China announced a new plan for its post-pandemic rebound in 2022, as the country's national lawmakers and political advisors gathered in Beijing to map out development priorities for this year.

 

The world's second-largest economy set the gross domestic product (GDP) growth target at around 5.5 percent in 2022, according to the much-anticipated government work report delivered by Premier Li Keqiang on Saturday.

 

The GDP growth target is quite aggressive compared with the average 5.1 percent growth of the past two years, Wang Tao, chief China economist at UBS, said on Monday at a media briefing.

 

Previously UBS forecast that China's economy would grow by 5.4 percent in 2022. "It represents a medium-high rate of growth given our large economic aggregate," Li said, noting the target requires "hard work."

 

经济.jpeg


Another major goal, the fiscal deficit-to-GDP ratio, has been set at 2.8 percent, down from last year's 3.2 percent.
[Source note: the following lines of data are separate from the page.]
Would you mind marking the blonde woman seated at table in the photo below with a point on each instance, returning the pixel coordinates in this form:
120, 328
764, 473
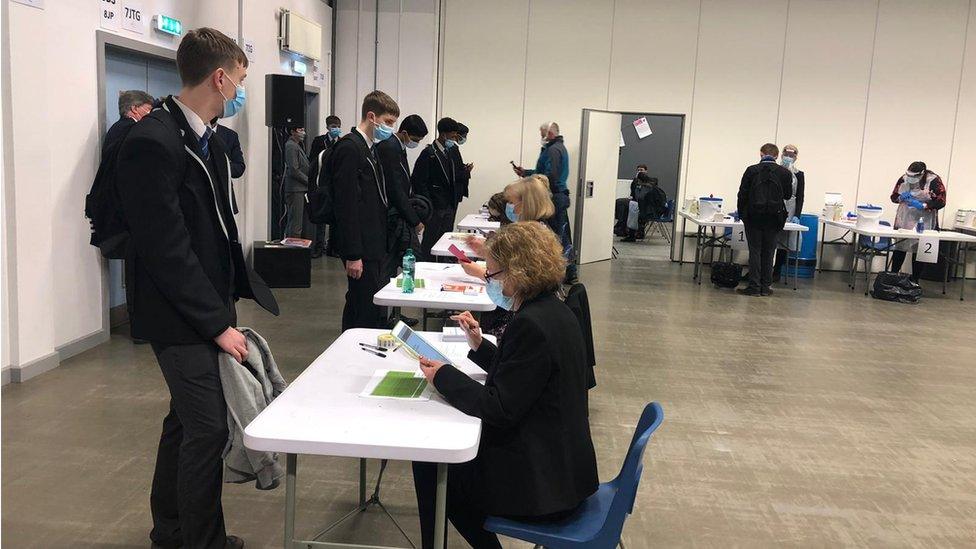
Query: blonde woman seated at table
535, 459
527, 199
China is planning fiscal spending growth of 8.4 percent this year, up from actual fiscal spending growth of 0.3 percent in 2021. It has been a bumpy ride for China's recovery in the past two years and there are unexpected challenges and uncertainties this year.

 

There are three major down-turn pressures for China's economy in 2022 – the pandemic, the real estate sector and the geopolitical risks – Wang said.

 

Under such circumstances, Wang expected pro-easing policies and more measures to stabilize growth, including fiscal policies, monetary and credit policies, property policies, and measures related to carbon emissions and energy.

 

Nomura also viewed the fiscal plan as pro-easing to deliver a growth rebound and said there was no sign of a massive stimulus program, according to a note released on Sunday.

 

Li reiterated that "housing is for living, not for speculation" in the work report, suggesting there is no plan for a large-scale easing or stimulus for the property sector, Nomura said, noting the premier did not mention a "property tax," indicating China is in no rush in this regard, with growth headwinds lingering.

 

Entering 2022, authorities have adopted a string of measures to cope with the pressures, including cutting the interest rates of medium-term lending-facility loans and reverse repurchase as well as reducing the market-based benchmark lending rate.

 

To meet the annual targets, China will retain its proactive fiscal policy and step up implementation of prudent monetary policy, the government work report said, noting efforts will be made to expand the scale of new loans, ensure that increases in money supply and aggregate financing are generally in step with nominal economic growth, and keep the macro leverage ratio generally stable.